在mongodb中保存多个文档还是更少的带有大对象的文档更好？_Mongodb

在mongodb中保存多个文档还是更少的带有大对象的文档更好？

mongodb

在mongodb中保存多个文档还是更少的带有大对象的文档更好？,mongodb,Mongodb,我使用mongodb存储多个网站的分析。这些网站每天有数百万次访问数千个不同的URL。我需要计算每个URL的访问次数现在我需要每天获取前一天的数据最好是将每个URL存储在自己的文档中，还是将一个对象下的所有URL存储在一个文档中？多个文档或更少的具有大对象的文档 db.posts.find(); {_id: 1, title: 'unicorns are awesome', ...} db.comments.find(); {_id: 1, post_id: 1, title: 'i ag

我使用mongodb存储多个网站的分析。这些网站每天有数百万次访问数千个不同的URL。我需要计算每个URL的访问次数

现在我需要每天获取前一天的数据

最好是将每个URL存储在自己的文档中，还是将一个对象下的所有URL存储在一个文档中？

多个文档或更少的具有大对象的文档

db.posts.find();
{_id: 1, title: 'unicorns are awesome', ...}

db.comments.find();
{_id: 1, post_id: 1, title: 'i agree', ...}
{_id: 2, post_id: 1, title: 'they kill vampires too!', ...}

db.posts.find();
{_id: 1, title: 'unicorns are awesome', ..., comments: [
  {title: 'i agree', ...},
  {title: 'they kill vampires too!', ...}
]}

 // separate collection insert and update
  db.comments.insert({post_id: 43, title: 'i hate unicrons', user: 'dracula'});
  db.comments.update({_id: 4949}, {$set : {title: 'i hate unicorns'}});

  // embedded document insert and update
  db.posts.update({_id: 43}, {$push: {title: 'lol @ emo vampire', user: 'paul'}})
  // this specific update requires that we store an _id with each comment
  db.posts.update( {'comments._id': 4949}, {$inc:{'comments.$.votes':1}})

不可避免地，每个使用MongoDB的人都必须在使用带有id引用的多个集合或嵌入文档之间进行选择。这两种解决方案各有优缺点。
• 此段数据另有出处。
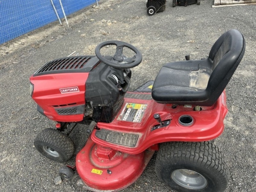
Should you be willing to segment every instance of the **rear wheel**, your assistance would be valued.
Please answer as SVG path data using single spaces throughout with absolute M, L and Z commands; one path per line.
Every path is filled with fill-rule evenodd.
M 223 153 L 207 141 L 162 143 L 155 171 L 161 181 L 180 192 L 224 191 L 228 180 Z
M 147 10 L 147 13 L 148 15 L 149 16 L 152 16 L 156 14 L 156 8 L 154 6 L 150 6 L 148 8 Z
M 56 129 L 44 129 L 34 141 L 36 148 L 44 156 L 59 163 L 66 162 L 73 155 L 74 143 L 64 133 Z

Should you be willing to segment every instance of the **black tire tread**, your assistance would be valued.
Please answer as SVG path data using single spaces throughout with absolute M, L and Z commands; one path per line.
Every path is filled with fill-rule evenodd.
M 40 152 L 40 149 L 37 147 L 37 144 L 41 143 L 49 144 L 58 152 L 65 153 L 65 156 L 60 160 L 51 159 L 60 163 L 66 162 L 69 159 L 75 150 L 74 142 L 71 139 L 57 129 L 46 129 L 37 135 L 34 144 Z
M 155 168 L 159 178 L 161 178 L 161 167 L 165 164 L 174 162 L 193 163 L 205 168 L 222 175 L 222 184 L 227 184 L 228 173 L 226 158 L 219 148 L 211 142 L 173 142 L 161 144 Z M 223 188 L 220 191 L 226 189 Z

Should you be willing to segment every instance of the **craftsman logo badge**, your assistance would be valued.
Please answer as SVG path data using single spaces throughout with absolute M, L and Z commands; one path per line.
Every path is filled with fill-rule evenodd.
M 79 89 L 78 87 L 67 87 L 60 89 L 60 91 L 61 93 L 68 93 L 76 92 L 79 92 Z

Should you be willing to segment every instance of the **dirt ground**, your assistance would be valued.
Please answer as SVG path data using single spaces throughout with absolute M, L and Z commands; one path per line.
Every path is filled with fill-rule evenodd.
M 167 62 L 184 60 L 188 54 L 192 60 L 207 57 L 215 41 L 231 28 L 244 35 L 246 50 L 227 87 L 225 129 L 215 142 L 229 167 L 226 191 L 256 191 L 256 7 L 214 8 L 212 0 L 205 0 L 200 5 L 172 8 L 168 1 L 164 12 L 149 17 L 145 1 L 101 0 L 99 8 L 91 6 L 68 17 L 69 28 L 56 22 L 0 45 L 0 191 L 86 191 L 76 186 L 78 177 L 55 185 L 64 164 L 47 159 L 33 146 L 37 133 L 55 124 L 37 111 L 29 94 L 30 76 L 45 63 L 75 51 L 73 55 L 93 54 L 105 41 L 126 42 L 143 56 L 132 69 L 132 91 L 154 80 Z M 79 125 L 70 135 L 76 152 L 84 144 L 85 130 Z M 74 165 L 75 158 L 68 163 Z M 156 177 L 155 159 L 122 191 L 174 192 Z

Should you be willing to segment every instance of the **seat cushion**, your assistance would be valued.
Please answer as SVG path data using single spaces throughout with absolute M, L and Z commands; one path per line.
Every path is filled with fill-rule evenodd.
M 211 106 L 225 89 L 241 61 L 245 42 L 231 29 L 215 42 L 207 59 L 168 63 L 161 69 L 152 90 L 159 102 Z
M 208 96 L 205 89 L 212 71 L 209 59 L 167 63 L 160 70 L 152 89 L 160 102 L 201 104 Z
学习使用这两种语言：

使用单独的集合

db.posts.find();
{_id: 1, title: 'unicorns are awesome', ...}

db.comments.find();
{_id: 1, post_id: 1, title: 'i agree', ...}
{_id: 2, post_id: 1, title: 'they kill vampires too!', ...}

db.posts.find();
{_id: 1, title: 'unicorns are awesome', ..., comments: [
  {title: 'i agree', ...},
  {title: 'they kill vampires too!', ...}
]}

 // separate collection insert and update
  db.comments.insert({post_id: 43, title: 'i hate unicrons', user: 'dracula'});
  db.comments.update({_id: 4949}, {$set : {title: 'i hate unicorns'}});

  // embedded document insert and update
  db.posts.update({_id: 43}, {$push: {title: 'lol @ emo vampire', user: 'paul'}})
  // this specific update requires that we store an _id with each comment
  db.posts.update( {'comments._id': 4949}, {$inc:{'comments.$.votes':1}})

或-

使用嵌入式文档

db.posts.find();
{_id: 1, title: 'unicorns are awesome', ...}

db.comments.find();
{_id: 1, post_id: 1, title: 'i agree', ...}
{_id: 2, post_id: 1, title: 'they kill vampires too!', ...}

db.posts.find();
{_id: 1, title: 'unicorns are awesome', ..., comments: [
  {title: 'i agree', ...},
  {title: 'they kill vampires too!', ...}
]}

 // separate collection insert and update
  db.comments.insert({post_id: 43, title: 'i hate unicrons', user: 'dracula'});
  db.comments.update({_id: 4949}, {$set : {title: 'i hate unicorns'}});

  // embedded document insert and update
  db.posts.update({_id: 43}, {$push: {title: 'lol @ emo vampire', user: 'paul'}})
  // this specific update requires that we store an _id with each comment
  db.posts.update( {'comments._id': 4949}, {$inc:{'comments.$.votes':1}})

独立的集合提供了最大的查询灵活性

// sort comments however you want
db.comments.find({post_id: 3}).sort({votes: -1}).limit(5)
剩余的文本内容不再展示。